The House-passed bill includes $47 billion in additional spending on highways and other infrastructure programs but the new Senate bill includes no new public-works appropriations.

Another construction-specific provision in Reid's Senate proposal would allow states and localities to finance school and energy projects by issuing Build America Bonds--a financial instrument established by the American Recovery and Reinvestment Act--instead of tax-credit bonds.

Build America Bonds give states and localities a direct federal subsidy that equals 45% of the issuer's borrowing cost.  Tax-credit bonds give the bondholders a federal tax credit in lieu of interest payments.


Construction also could take advantage of two other provisions of the
Reid bill that apply to business broadly. One proposal would provide an exemption from the FICA payroll tax for companies for each unemployed worker whom they hire.  The break would equal 6.2% of each new hire's wages, up to the the FICA wage limit of $106,800.

For a company to gain the exemption, each newly hired worker would have to have been unemployed for at least 60 days. Companies could gain a bonus credit of $1,000 for every worker who stays on their payroll for 52 weeks.
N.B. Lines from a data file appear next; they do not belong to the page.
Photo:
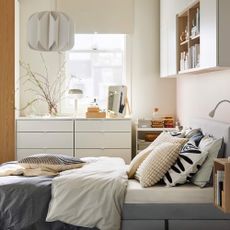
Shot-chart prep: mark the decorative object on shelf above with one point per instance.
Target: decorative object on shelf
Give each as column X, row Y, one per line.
column 43, row 89
column 117, row 101
column 189, row 27
column 168, row 122
column 150, row 137
column 93, row 111
column 50, row 31
column 212, row 113
column 76, row 94
column 183, row 36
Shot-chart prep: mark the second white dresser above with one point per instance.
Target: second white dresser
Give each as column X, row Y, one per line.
column 103, row 137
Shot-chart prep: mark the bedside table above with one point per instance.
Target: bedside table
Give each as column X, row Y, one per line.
column 221, row 183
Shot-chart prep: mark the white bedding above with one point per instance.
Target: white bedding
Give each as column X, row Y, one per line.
column 184, row 194
column 91, row 196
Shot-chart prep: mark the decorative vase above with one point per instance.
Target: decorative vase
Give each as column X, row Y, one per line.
column 52, row 109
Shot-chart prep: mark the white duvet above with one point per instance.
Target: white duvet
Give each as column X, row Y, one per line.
column 91, row 196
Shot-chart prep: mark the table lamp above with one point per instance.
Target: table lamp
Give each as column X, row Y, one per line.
column 76, row 94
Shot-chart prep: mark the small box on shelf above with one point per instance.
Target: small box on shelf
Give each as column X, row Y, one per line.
column 221, row 184
column 148, row 130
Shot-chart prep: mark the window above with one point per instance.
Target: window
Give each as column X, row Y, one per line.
column 95, row 62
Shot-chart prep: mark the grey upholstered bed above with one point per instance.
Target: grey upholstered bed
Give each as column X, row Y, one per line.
column 186, row 215
column 185, row 207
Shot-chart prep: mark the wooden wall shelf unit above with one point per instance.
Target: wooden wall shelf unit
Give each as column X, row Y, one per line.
column 194, row 38
column 189, row 39
column 222, row 184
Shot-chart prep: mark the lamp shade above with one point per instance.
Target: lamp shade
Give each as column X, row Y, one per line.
column 50, row 31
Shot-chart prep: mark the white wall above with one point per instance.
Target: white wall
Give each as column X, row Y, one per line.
column 197, row 95
column 148, row 89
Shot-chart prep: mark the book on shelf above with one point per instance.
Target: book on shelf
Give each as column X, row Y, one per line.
column 219, row 186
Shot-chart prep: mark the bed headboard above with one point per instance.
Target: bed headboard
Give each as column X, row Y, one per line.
column 217, row 129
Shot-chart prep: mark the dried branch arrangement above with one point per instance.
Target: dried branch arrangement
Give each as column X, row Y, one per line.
column 43, row 89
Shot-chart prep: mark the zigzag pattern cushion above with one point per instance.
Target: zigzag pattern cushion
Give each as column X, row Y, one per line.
column 140, row 157
column 190, row 160
column 157, row 163
column 51, row 162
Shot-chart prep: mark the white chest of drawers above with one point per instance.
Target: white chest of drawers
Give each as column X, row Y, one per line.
column 104, row 137
column 74, row 137
column 36, row 136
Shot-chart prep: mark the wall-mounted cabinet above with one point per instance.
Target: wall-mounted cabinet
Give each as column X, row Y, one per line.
column 194, row 36
column 168, row 50
column 188, row 39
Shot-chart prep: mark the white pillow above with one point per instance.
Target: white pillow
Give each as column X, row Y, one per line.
column 213, row 146
column 140, row 157
column 157, row 163
column 190, row 160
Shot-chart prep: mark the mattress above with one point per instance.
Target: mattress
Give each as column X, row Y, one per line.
column 184, row 194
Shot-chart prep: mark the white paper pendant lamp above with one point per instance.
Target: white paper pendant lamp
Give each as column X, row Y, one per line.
column 50, row 31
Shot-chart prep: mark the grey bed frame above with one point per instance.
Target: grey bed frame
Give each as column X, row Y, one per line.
column 181, row 216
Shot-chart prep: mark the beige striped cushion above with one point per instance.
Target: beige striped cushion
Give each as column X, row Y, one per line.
column 52, row 162
column 157, row 163
column 140, row 157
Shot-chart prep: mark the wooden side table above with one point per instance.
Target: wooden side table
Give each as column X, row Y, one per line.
column 221, row 176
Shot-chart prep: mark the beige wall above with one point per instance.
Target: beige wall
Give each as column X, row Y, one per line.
column 197, row 95
column 148, row 89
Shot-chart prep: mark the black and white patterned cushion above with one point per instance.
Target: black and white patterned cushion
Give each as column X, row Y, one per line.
column 190, row 160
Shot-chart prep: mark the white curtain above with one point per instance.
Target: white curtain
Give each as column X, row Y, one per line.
column 101, row 16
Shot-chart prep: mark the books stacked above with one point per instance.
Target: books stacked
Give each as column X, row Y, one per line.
column 184, row 61
column 168, row 122
column 195, row 30
column 194, row 56
column 219, row 187
column 94, row 112
column 159, row 123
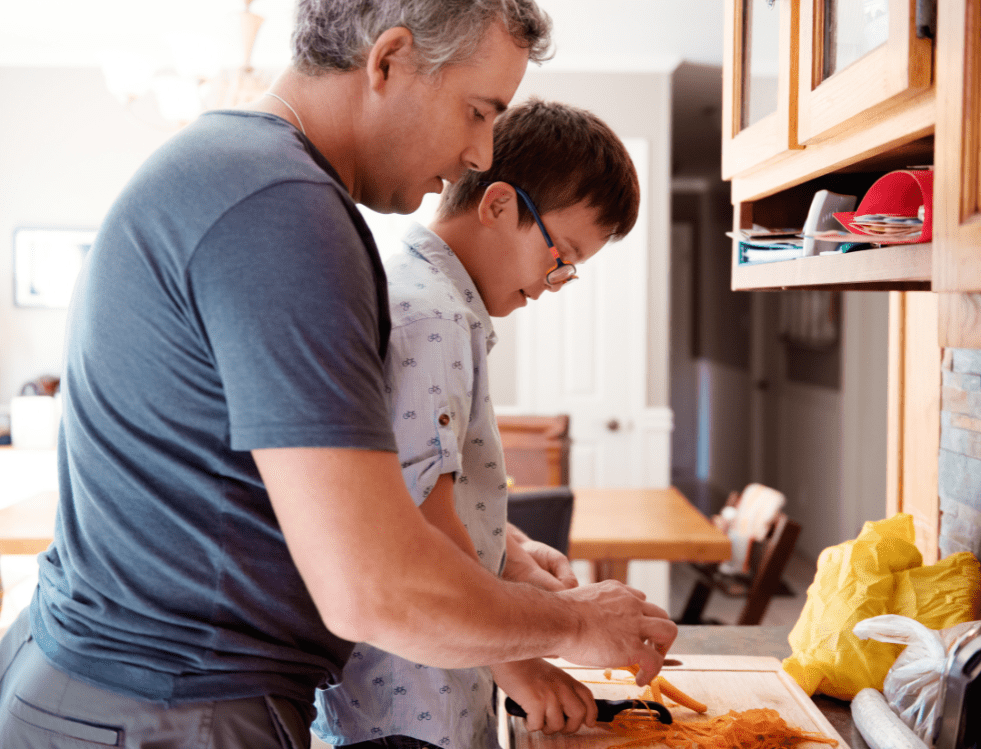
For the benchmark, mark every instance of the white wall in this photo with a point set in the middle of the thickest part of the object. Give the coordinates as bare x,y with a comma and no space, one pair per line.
615,32
66,150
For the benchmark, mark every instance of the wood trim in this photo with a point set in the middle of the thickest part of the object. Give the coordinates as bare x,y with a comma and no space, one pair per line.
890,131
892,267
897,70
960,320
957,184
915,361
894,404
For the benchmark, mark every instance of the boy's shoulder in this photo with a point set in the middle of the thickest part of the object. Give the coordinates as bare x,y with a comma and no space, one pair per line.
426,281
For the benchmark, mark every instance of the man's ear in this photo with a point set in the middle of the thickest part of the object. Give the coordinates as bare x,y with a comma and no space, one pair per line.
393,48
498,201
in addition, the Reid  measure would extend the "Section 179" depreciation break for purchases of new capital equipment through 2010. It would allow companies to write off up to $250,000 of such purchases, with a phase-out when a company's total capital purchases exceed $800,000.

The initial Senate bill is envisioned as the first of several jobs measures. Democrats have said they would like to see additional public-works spending in those follow-on jobs bills.

The
larger draft measure, drawn up by Senate Finance Chairman Max Baucus (D-Mont.) and the committee's top Republican, Charles Grassley of Iowa, includes those four initial provisions but also others, such as  a package of extensions of expired or expiring tax breaks, for research and development, renewable energy and energy efficiency.